2. The automated liquid chlorine cylinder filling system according to claim 1, characterized in that: The weighing device (5) includes a pressure plate (51), a telescopic rod (52), a weighing sensor (53), a base plate (54), and a support frame (55). The base plate (54) is fixedly connected to the top surface of the support frame (55), and the weighing sensor (53) is installed between the bottom surface of the pressure plate (51) and the top surface of the base plate (54).
3. The automated liquid chlorine cylinder filling system according to claim 2, characterized in that: The telescopic rod (52) is set at the four corners of the top surface of the base plate (54), and the two ends of the telescopic rod (52) are fixedly connected to the pressure plate (51) and the base plate (54) respectively.
4. The automated liquid chlorine cylinder filling system according to claim 1, characterized in that: The pressure testing and air supply mechanism (6) includes a compressed air tank (61), a return air pipe (62), an air supply pipe (63), an air inlet pipe (64), and a filter (65).

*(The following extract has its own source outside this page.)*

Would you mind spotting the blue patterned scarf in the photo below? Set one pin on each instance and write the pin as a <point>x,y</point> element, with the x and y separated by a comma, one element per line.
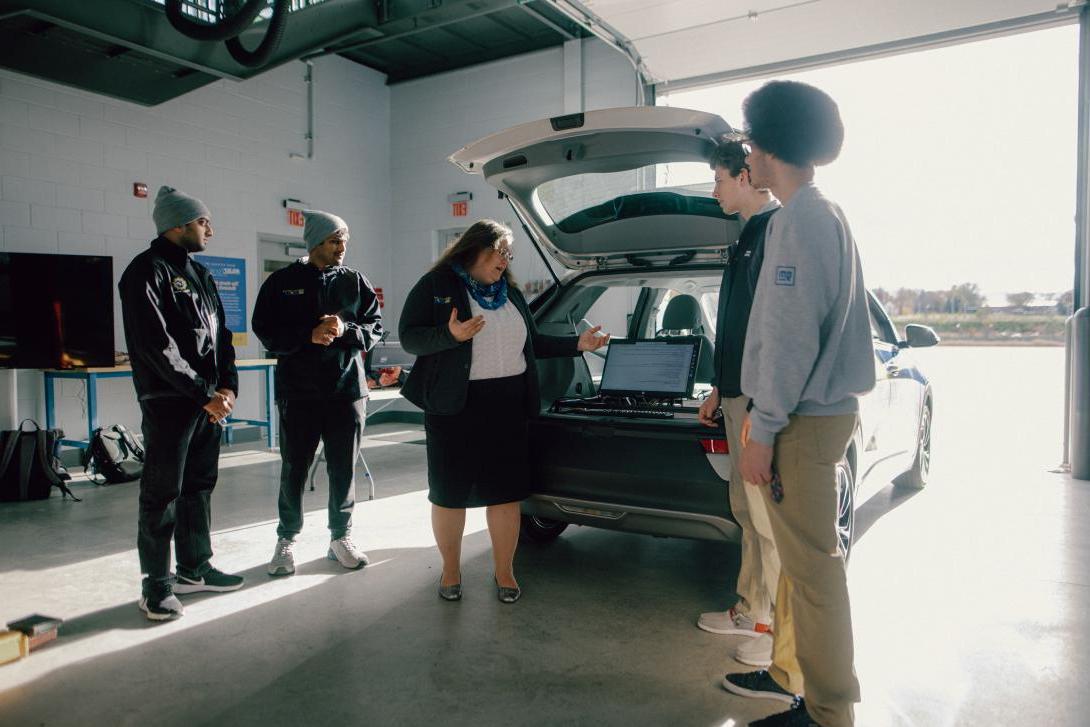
<point>487,297</point>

The return air pipe (62) is fixedly connected to one side of the compressed air tank (61), and an automatic valve (621) is installed in the middle of the return air pipe (62).
5. The automated liquid chlorine cylinder filling system according to claim 4, characterized in that: One end of the air intake pipe (64) is connected to the end of the compressed air tank (61), and the filter (65) is installed in the middle of the air intake pipe (64).
6. The automated liquid chlorine cylinder filling system according to claim 5, characterized in that: One end of the gas supply pipe (63) is fixedly connected to the other end of the compressed gas tank (61). An automatic valve two (631) is installed in the middle of the gas supply pipe (63). A pressure sensor (632) is provided on one side of the automatic valve two (631). The pressure sensor (632) is fixedly connected to the gas supply pipe (63). A branch pipe one (633) and a branch pipe two (634) are fixedly connected to the side wall of the automatic valve two (631).